Degenkolb chancenlos bei Flandern-Rundfahrt
Der Belgier Philippe Gilbert sorgt als Ausreißer für einen Heimsieg beim Rad-Klassiker. Weltmeister Peter Sagan stürzt.
OUDENAARDE (dpa/sid) Philippe Gilbert hob sein Rennrad triumphierend in die Höhe und ließ sich für seinen Husarenritt von den Landsleuten feiern, da rollte John Degenkolb im Pulk der Geschlagenen noch dem Zielstrich entgegen. Der deutsche Klassikerspezialist hat den erhofften ersten Sieg bei der Flandern-Rundfahrt deutlich verpasst und muss als Siebter der Gesamtwertung weiter auf seinen dritten Erfolg bei einem der fünf Monumente des Radsports warten.

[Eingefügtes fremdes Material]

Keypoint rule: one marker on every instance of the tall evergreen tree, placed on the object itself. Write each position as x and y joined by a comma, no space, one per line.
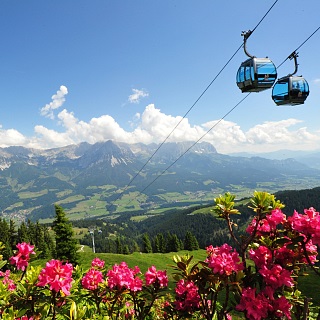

In der hochklassigen und taktisch geprägten 101. Auflage des populärsten belgischen Frühjahrsklassikers über 259,5 Kilometer von Antwerpen nach Oudenaarde zählte Degenkolb zu den Mitfavoriten, die Gilberts Alleinfahrt nicht stoppen konnten. Der Ex-Weltmeister krönte eine über 50 Kilometer lange Solofahrt mit seinem ersten FlandernErfolg und dem ersten Sieg eines Belgiers seit fünf Jahren. Kurz vor dem Start im sonnigen Antwerpen hatte Degenkolb noch Zuversicht verbreitet. „Ich habe ein sehr gutes Gefühl“, sagte er und erklärte seine Marschroute: „Nicht abgehängt werden, auf der Höhe des Geschehens sein. Das ist das Wichtigste.“
Doch als es nach rund vier eher ruhigen Stunden im Hauptfeld erstmals ernst wurde, ließ sich Degenkolb überrumpeln. An der berühmtberüchtigten Muur van Geraards- bergen, einem traditionsreichen und bis zu 20 Prozent steilen Anstieg 90 Kilometer vor dem Ziel, konnte Degenkolb eine Tempoverschärfung der von Gilbert und seinem Teamkollegen Tom Boonen (Belgien) angeführten Spitze nicht kontern. Auch Weltmeister und Titelverteidiger Peter Sagan (Slowakei) vom deutschen Team Bora-hansgrohe – er stürzte 17 Kilometer vor dem Ziel an einem Absperrgitter – sowie Olympiasieger Greg van Avermaet (Belgien/BMC) wurden abgehängt. „Das war ein superschweres Rennen, das früh eröffnet worden ist. Ich hatte nicht die Beine, als Sagan und van Avermaet attackierten“, sagte Degenkolb.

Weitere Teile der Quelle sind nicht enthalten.